The think tank Demos this week launched UK Confidential, a collection of essays about privacy. It’s beyond huge, this issue — it spans every technological advance that’s ever happened, every element of government, every cultural trend. So many things make incursions into our individual privacies that I favor a “sod it, it’s over” approach, although if there’s one thing on which this collection is quite firm, it’s that fatalism doesn’t help.
One of the issues that really detained everyone, in a debate to mark the book’s publication, was that of alerting young people everywhere to the long-term impact of betraying one’s own privacy. Peter Bazalgette, former chief of Endemol (the makers of Big Brother), took British Conservative leader David Cameron as his typical early 21st century politician — Cameron is compromised by his student membership of the uber-posh Bullingdon Club. There’s a photo of him and his pals wearing top hats, and even though this isn’t illegal, well, it should be.
Nevertheless, men and women of Cameron’s age can still staunch the revelations about them; the odd photograph can be discreetly lifted out of circulation; drug questions can be answered with the famous “I’m allowed to have had a private life before politics in which we make mistakes” (my favorite part is that segue from “I” to “we” — it’s not exactly a royal “we”, more like “I’m afraid I had an evil twin, and he used to make mistakes. But now I’ve killed him”).
Anyway, Bazalgette moved on to what the politicians of 15 years from now will be faced with: from social networking sites, there will not be just one photograph of them but hundreds. If they’ve ever done a funny dance or taken cocaine, it will appear on YouTube as soon as they attain even modest celebrity. There will be no burying this stuff; we will either have to select our political class from the socially reclusive or suffer a new Westminster so uninhibited that they simply do not care what their adolescent selves got up to.
How, then, do we teach the young to guard their privacy? How do we attach a sense of value to this abstract commodity that, while they are young, has no value? Pragmatically, you might say, this is straightforward — you tack a module on the citizenship curriculum, and if they post a picture of themselves mooning at a goat on Facebook after that, then that’s their lookout.
The trouble with this is, first, there is something a bit laughable in any reigning generation trying to teach the one below it what the ramifications are of their relationship with technology.
Second, adolescents don’t expose themselves on social-networking sites by accident.
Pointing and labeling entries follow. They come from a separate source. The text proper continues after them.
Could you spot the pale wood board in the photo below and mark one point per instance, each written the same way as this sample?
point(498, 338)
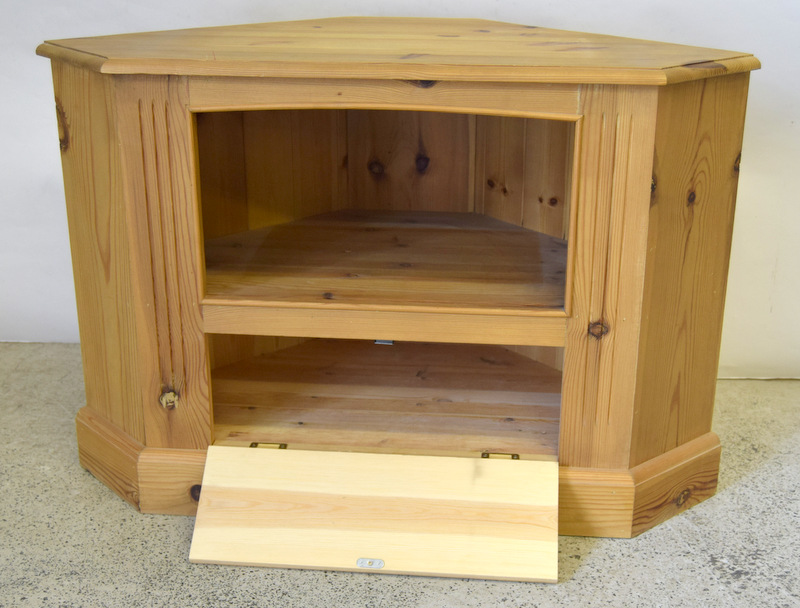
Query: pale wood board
point(464, 517)
point(399, 48)
point(404, 398)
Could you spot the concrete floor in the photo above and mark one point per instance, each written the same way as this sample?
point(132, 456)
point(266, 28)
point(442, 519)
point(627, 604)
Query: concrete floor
point(67, 540)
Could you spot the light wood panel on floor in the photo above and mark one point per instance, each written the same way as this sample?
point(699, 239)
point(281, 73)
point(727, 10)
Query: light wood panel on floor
point(465, 517)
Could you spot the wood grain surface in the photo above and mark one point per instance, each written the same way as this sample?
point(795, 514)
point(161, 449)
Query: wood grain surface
point(400, 48)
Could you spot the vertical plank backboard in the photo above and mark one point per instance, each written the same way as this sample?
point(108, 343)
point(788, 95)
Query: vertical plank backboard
point(408, 160)
point(295, 164)
point(221, 172)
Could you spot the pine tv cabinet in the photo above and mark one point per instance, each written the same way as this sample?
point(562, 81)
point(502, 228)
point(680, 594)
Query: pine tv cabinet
point(534, 225)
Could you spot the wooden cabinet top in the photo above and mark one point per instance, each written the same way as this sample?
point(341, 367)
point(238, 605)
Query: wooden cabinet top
point(400, 48)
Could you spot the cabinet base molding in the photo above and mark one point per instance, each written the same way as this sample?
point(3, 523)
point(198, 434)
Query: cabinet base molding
point(592, 502)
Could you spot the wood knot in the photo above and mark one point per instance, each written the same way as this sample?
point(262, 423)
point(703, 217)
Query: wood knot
point(376, 168)
point(169, 399)
point(598, 329)
point(63, 126)
point(423, 84)
point(683, 497)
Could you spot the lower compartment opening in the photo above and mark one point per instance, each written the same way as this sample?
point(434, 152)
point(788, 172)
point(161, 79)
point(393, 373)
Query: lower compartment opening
point(386, 397)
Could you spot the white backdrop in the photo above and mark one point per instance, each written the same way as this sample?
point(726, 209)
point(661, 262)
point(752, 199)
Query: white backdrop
point(762, 329)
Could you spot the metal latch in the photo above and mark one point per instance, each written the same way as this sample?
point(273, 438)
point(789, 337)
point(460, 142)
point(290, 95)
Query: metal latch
point(501, 455)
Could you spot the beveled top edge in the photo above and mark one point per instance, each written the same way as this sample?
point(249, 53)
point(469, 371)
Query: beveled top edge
point(399, 48)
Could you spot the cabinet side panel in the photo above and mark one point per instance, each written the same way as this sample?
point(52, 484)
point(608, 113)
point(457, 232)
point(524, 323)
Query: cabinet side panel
point(159, 171)
point(698, 143)
point(100, 246)
point(613, 194)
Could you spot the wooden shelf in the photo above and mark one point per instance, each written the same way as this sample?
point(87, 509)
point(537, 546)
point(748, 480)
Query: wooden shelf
point(378, 260)
point(411, 398)
point(389, 274)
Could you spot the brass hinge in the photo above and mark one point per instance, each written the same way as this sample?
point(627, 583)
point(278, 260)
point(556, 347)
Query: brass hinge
point(500, 455)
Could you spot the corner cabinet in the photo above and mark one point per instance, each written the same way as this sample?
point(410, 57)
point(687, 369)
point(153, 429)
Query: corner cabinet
point(465, 278)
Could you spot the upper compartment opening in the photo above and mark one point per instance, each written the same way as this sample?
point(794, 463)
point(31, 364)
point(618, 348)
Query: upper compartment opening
point(386, 210)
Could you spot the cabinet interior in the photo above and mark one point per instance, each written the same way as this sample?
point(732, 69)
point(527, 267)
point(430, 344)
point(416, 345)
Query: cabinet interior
point(405, 210)
point(386, 210)
point(401, 397)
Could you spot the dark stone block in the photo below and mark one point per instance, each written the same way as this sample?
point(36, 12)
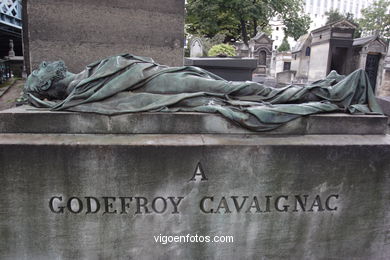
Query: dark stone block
point(81, 32)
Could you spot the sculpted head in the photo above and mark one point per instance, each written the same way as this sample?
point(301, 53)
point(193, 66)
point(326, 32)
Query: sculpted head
point(41, 82)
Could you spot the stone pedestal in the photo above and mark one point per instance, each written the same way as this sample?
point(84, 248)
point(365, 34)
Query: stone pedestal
point(123, 192)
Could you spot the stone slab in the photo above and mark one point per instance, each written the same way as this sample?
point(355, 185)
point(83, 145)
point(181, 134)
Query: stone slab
point(384, 102)
point(32, 120)
point(82, 32)
point(344, 180)
point(234, 69)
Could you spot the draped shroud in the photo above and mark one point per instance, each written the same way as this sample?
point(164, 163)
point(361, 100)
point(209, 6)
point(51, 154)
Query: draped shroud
point(127, 84)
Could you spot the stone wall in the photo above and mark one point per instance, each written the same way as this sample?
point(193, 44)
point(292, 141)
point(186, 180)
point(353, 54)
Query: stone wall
point(80, 32)
point(384, 89)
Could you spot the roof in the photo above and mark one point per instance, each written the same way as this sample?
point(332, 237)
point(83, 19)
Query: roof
point(364, 40)
point(344, 22)
point(300, 43)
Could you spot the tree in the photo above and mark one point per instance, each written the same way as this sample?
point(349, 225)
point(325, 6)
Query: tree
point(285, 46)
point(239, 19)
point(376, 19)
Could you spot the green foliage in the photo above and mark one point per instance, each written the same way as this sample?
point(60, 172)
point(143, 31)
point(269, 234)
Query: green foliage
point(376, 19)
point(239, 19)
point(222, 50)
point(285, 46)
point(334, 16)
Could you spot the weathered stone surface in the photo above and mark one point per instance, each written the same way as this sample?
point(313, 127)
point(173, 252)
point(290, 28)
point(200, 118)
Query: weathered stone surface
point(81, 32)
point(384, 102)
point(32, 120)
point(234, 69)
point(37, 167)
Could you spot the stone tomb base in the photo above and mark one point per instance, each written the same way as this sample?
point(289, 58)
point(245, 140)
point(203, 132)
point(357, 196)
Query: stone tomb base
point(112, 196)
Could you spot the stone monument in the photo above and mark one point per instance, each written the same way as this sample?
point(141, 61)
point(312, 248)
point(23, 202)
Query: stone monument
point(190, 185)
point(81, 32)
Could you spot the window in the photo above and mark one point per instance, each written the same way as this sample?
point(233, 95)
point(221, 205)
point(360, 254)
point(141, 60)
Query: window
point(307, 53)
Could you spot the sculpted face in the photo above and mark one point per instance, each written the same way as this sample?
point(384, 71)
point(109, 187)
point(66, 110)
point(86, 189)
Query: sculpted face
point(41, 82)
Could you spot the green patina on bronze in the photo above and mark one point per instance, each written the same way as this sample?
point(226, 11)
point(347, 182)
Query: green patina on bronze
point(128, 84)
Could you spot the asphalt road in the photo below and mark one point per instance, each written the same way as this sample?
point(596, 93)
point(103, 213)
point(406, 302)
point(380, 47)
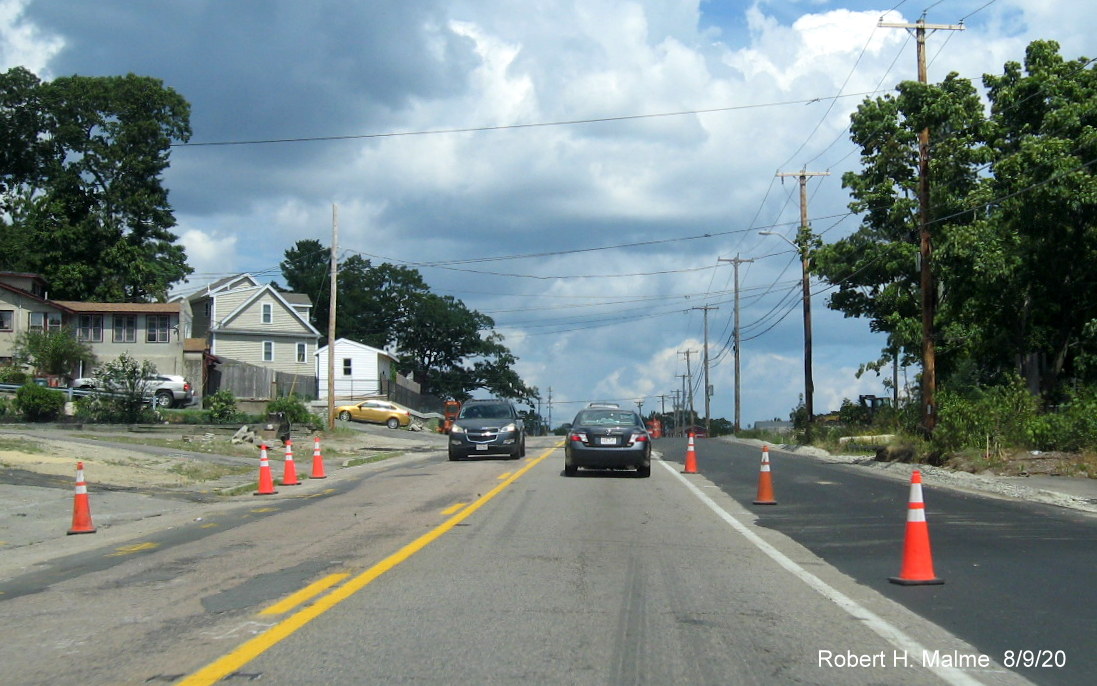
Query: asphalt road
point(1018, 576)
point(420, 570)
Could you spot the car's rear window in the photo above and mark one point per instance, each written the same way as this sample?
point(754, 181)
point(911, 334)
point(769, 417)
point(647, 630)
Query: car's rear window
point(606, 417)
point(485, 412)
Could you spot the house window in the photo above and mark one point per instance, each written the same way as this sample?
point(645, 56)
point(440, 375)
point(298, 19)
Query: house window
point(159, 327)
point(125, 328)
point(45, 321)
point(90, 328)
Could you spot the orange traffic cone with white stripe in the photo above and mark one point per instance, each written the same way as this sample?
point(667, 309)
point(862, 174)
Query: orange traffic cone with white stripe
point(81, 512)
point(289, 467)
point(266, 479)
point(317, 461)
point(765, 481)
point(917, 560)
point(690, 457)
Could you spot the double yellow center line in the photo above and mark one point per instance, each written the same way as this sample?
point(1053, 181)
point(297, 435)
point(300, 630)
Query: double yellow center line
point(251, 649)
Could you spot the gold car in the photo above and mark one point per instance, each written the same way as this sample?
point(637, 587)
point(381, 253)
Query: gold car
point(375, 412)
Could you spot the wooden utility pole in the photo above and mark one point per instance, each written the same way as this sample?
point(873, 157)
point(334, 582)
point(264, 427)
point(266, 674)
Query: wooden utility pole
point(689, 373)
point(708, 393)
point(331, 317)
point(803, 244)
point(925, 238)
point(735, 335)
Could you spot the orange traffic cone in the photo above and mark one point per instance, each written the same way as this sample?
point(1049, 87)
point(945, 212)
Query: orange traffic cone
point(317, 461)
point(290, 468)
point(917, 560)
point(765, 481)
point(266, 479)
point(81, 512)
point(690, 457)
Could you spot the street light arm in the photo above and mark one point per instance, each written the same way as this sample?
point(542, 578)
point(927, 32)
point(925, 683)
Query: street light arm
point(781, 236)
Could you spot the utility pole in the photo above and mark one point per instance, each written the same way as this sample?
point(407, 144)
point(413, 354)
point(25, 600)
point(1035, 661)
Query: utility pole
point(689, 372)
point(735, 335)
point(803, 244)
point(681, 403)
point(925, 239)
point(331, 317)
point(708, 393)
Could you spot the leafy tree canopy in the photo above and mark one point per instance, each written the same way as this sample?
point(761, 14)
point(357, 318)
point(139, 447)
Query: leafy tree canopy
point(1011, 216)
point(81, 160)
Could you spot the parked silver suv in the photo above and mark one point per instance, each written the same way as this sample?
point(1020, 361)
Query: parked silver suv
point(162, 390)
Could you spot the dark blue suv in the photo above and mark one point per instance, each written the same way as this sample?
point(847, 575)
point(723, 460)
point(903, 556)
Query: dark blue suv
point(487, 427)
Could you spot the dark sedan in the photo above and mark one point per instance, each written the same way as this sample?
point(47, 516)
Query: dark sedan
point(608, 438)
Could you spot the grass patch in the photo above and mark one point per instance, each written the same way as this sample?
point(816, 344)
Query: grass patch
point(207, 471)
point(20, 445)
point(375, 458)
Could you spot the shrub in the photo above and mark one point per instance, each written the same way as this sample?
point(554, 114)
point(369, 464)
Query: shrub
point(123, 400)
point(222, 407)
point(10, 373)
point(1004, 414)
point(295, 411)
point(38, 403)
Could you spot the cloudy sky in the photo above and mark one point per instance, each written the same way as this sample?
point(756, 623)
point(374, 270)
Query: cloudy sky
point(576, 168)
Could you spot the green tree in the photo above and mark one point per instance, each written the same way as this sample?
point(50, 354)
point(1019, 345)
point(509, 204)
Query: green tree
point(81, 181)
point(452, 351)
point(55, 351)
point(875, 269)
point(373, 302)
point(1038, 242)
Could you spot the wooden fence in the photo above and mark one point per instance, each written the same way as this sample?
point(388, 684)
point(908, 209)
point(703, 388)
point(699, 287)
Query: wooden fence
point(249, 381)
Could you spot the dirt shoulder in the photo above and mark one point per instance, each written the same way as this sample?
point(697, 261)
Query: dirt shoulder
point(1045, 483)
point(148, 478)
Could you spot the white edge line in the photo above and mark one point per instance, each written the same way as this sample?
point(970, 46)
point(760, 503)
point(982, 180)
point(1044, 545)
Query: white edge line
point(882, 628)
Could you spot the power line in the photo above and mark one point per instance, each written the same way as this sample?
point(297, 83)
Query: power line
point(437, 132)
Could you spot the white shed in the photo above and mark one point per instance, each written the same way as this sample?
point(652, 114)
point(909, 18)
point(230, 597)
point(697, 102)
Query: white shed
point(361, 370)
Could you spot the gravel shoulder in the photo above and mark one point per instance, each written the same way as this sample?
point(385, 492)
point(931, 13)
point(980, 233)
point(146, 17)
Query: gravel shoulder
point(1071, 492)
point(140, 479)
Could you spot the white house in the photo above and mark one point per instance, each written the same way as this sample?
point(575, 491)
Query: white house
point(361, 370)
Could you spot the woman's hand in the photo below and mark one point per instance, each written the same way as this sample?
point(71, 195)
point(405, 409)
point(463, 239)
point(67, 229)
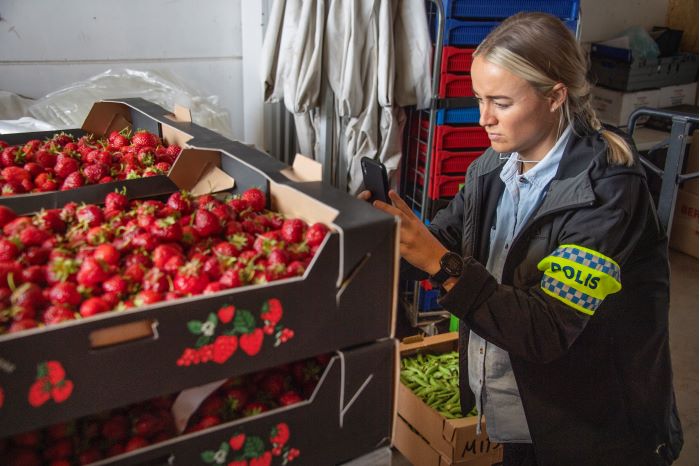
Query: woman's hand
point(417, 245)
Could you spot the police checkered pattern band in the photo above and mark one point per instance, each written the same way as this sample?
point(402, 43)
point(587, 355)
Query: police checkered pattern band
point(570, 294)
point(589, 260)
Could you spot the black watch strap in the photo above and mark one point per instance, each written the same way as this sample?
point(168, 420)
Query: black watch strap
point(451, 265)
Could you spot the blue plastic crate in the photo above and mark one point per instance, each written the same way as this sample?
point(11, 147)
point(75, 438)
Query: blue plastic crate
point(563, 9)
point(471, 33)
point(458, 116)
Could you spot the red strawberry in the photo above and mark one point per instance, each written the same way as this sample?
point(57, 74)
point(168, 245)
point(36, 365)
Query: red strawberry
point(206, 223)
point(252, 342)
point(224, 347)
point(89, 214)
point(236, 441)
point(144, 138)
point(39, 392)
point(315, 234)
point(57, 313)
point(263, 460)
point(116, 202)
point(226, 314)
point(93, 306)
point(255, 198)
point(293, 230)
point(107, 253)
point(289, 398)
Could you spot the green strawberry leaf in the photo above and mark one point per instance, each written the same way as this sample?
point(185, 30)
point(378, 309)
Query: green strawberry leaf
point(253, 447)
point(194, 326)
point(243, 321)
point(202, 340)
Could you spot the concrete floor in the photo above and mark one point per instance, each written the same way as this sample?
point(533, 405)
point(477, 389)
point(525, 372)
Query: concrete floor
point(684, 349)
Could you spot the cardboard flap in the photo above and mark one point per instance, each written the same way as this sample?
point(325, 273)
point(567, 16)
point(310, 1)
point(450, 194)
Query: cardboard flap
point(197, 171)
point(103, 116)
point(304, 169)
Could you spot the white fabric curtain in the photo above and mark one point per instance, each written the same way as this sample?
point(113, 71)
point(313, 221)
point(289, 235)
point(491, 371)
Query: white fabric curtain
point(375, 56)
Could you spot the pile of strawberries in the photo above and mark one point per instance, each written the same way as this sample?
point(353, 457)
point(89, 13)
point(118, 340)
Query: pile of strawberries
point(83, 260)
point(92, 438)
point(64, 162)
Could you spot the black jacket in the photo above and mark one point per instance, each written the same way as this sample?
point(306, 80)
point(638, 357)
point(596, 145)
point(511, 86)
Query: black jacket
point(596, 389)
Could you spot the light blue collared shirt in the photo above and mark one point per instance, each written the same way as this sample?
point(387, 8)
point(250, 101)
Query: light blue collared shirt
point(490, 372)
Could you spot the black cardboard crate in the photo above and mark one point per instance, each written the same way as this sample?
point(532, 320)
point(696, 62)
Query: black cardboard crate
point(347, 297)
point(350, 414)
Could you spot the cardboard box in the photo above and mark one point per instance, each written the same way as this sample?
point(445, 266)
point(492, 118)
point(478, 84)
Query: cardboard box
point(615, 107)
point(683, 94)
point(684, 230)
point(103, 118)
point(346, 297)
point(349, 414)
point(424, 436)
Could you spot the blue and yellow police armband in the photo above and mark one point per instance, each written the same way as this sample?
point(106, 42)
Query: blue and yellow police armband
point(579, 277)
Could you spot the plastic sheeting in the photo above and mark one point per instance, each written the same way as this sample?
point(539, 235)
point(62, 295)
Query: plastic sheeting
point(68, 107)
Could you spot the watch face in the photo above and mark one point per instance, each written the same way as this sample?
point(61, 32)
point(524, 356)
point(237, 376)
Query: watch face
point(452, 264)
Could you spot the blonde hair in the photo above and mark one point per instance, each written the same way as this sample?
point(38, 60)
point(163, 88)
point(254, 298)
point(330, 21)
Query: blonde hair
point(540, 49)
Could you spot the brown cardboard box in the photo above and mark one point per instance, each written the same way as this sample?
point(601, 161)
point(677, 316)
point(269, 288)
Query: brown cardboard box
point(684, 231)
point(425, 437)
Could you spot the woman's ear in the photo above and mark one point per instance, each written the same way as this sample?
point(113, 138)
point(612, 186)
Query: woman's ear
point(557, 96)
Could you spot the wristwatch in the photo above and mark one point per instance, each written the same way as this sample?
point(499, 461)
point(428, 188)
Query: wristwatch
point(451, 265)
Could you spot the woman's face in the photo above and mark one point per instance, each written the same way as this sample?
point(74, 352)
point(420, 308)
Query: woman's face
point(516, 117)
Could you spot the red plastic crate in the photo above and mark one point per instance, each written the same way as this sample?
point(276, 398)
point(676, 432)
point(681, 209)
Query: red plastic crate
point(441, 186)
point(456, 60)
point(449, 162)
point(456, 85)
point(459, 137)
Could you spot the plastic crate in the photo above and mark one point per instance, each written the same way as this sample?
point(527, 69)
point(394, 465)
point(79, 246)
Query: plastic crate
point(460, 137)
point(563, 9)
point(457, 116)
point(456, 60)
point(644, 74)
point(455, 85)
point(473, 32)
point(448, 162)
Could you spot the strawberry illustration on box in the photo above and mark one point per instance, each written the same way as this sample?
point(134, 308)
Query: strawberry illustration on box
point(223, 332)
point(50, 383)
point(251, 451)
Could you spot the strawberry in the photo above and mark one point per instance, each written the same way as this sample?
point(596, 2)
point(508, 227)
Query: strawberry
point(236, 441)
point(143, 138)
point(107, 253)
point(39, 392)
point(90, 215)
point(206, 223)
point(289, 398)
point(292, 230)
point(224, 347)
point(116, 202)
point(65, 165)
point(251, 342)
point(93, 306)
point(255, 199)
point(315, 234)
point(57, 313)
point(263, 460)
point(8, 250)
point(62, 391)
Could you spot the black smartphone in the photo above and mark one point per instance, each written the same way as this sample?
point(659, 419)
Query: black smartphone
point(375, 179)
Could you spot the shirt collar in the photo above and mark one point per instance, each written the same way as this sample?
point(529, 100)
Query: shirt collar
point(543, 171)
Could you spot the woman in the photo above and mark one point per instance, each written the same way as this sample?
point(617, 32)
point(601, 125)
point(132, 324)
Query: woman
point(553, 259)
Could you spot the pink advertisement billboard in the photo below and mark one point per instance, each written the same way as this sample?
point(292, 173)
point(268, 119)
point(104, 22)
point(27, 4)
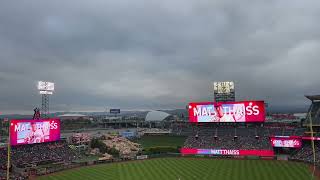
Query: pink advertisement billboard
point(34, 131)
point(226, 152)
point(244, 111)
point(311, 138)
point(286, 141)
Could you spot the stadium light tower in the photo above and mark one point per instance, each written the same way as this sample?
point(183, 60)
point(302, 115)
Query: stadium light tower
point(45, 89)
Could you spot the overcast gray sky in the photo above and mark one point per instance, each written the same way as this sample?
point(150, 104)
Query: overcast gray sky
point(146, 54)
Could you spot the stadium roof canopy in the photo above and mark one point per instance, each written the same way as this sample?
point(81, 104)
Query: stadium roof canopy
point(313, 97)
point(154, 116)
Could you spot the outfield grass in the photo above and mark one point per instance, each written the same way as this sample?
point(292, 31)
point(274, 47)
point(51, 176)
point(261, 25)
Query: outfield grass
point(188, 169)
point(152, 141)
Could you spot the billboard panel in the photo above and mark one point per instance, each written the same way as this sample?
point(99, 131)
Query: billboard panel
point(45, 86)
point(226, 152)
point(46, 92)
point(244, 111)
point(311, 138)
point(114, 111)
point(34, 131)
point(286, 141)
point(224, 91)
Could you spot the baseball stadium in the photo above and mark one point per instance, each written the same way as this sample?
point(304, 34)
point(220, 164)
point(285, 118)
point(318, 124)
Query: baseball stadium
point(224, 139)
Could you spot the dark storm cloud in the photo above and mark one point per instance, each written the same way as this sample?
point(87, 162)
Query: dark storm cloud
point(157, 54)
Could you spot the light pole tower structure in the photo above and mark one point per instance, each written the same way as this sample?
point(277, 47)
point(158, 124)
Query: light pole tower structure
point(46, 89)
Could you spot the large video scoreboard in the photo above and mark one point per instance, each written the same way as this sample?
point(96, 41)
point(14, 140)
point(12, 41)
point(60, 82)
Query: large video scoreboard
point(34, 131)
point(244, 111)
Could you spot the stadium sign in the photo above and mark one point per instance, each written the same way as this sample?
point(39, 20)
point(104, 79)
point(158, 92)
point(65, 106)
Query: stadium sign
point(224, 91)
point(34, 131)
point(286, 141)
point(226, 152)
point(114, 111)
point(245, 111)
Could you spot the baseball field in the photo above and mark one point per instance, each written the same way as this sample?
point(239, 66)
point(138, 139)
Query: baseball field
point(189, 169)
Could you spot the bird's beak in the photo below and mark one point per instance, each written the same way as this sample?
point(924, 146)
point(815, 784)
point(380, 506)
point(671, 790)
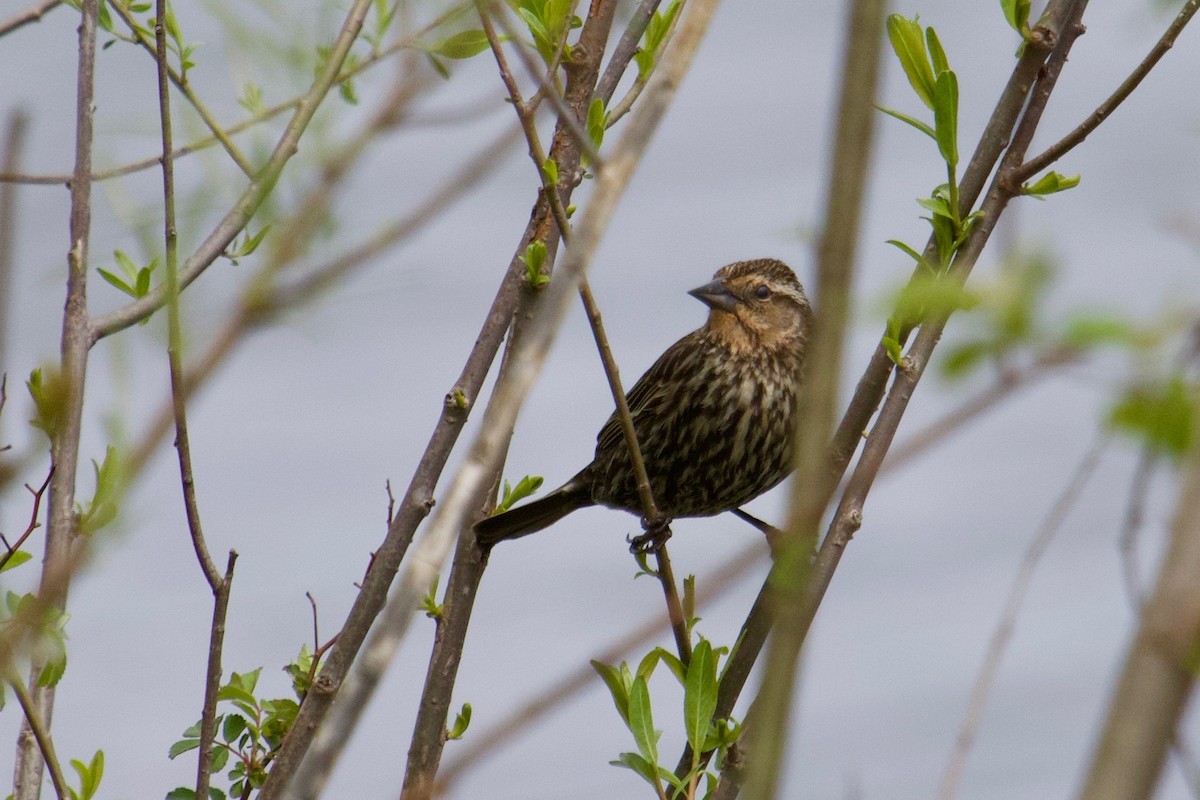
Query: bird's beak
point(715, 295)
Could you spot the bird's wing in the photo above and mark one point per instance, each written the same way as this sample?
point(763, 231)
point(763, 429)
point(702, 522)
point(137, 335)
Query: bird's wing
point(647, 395)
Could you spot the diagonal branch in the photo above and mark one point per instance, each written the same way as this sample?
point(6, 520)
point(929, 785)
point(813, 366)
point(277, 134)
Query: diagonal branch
point(1065, 145)
point(255, 193)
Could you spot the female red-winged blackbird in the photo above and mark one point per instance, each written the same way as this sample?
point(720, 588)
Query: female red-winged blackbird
point(714, 415)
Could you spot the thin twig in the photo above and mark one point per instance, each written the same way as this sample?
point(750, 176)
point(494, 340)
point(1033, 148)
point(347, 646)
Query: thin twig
point(567, 118)
point(12, 549)
point(652, 518)
point(526, 358)
point(42, 737)
point(219, 585)
point(1065, 145)
point(61, 527)
point(1005, 629)
point(732, 571)
point(31, 14)
point(15, 131)
point(1158, 674)
point(846, 185)
point(255, 193)
point(1011, 108)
Almost all teenage behavior is about owning the neutral physical space around you. Why else do they sit and shout at each other on buses?
It’s important to make a distinction between fashionable things that young people happen to like — Grand Theft Auto IV, for instance — and behaviors they engage in as a function of their youth and vigor. Facebook and MySpace may seem modern because they’re on a computer, but they nevertheless fall into the second category. So trying to inculcate discretion at a time when everybody is seeking exposure is like teaching abstinence at a time when all they want to do is have sex. Never mind the rights and wrongs of it — it doesn’t work.
The upshot, though, is that 15 years hence, people won’t need to be protected from their past excesses, because the very fact that this is a universal impulse that social-networking sites merely cater to, will mean that tomorrow’s politicians will all have as many skeletons in their closets as one another. In fact, if you don’t have a YouTube video from when you were 16, dancing to Britney Spears’ Toxic, then it’ll be as much an impediment to your public approval rating as being single is today.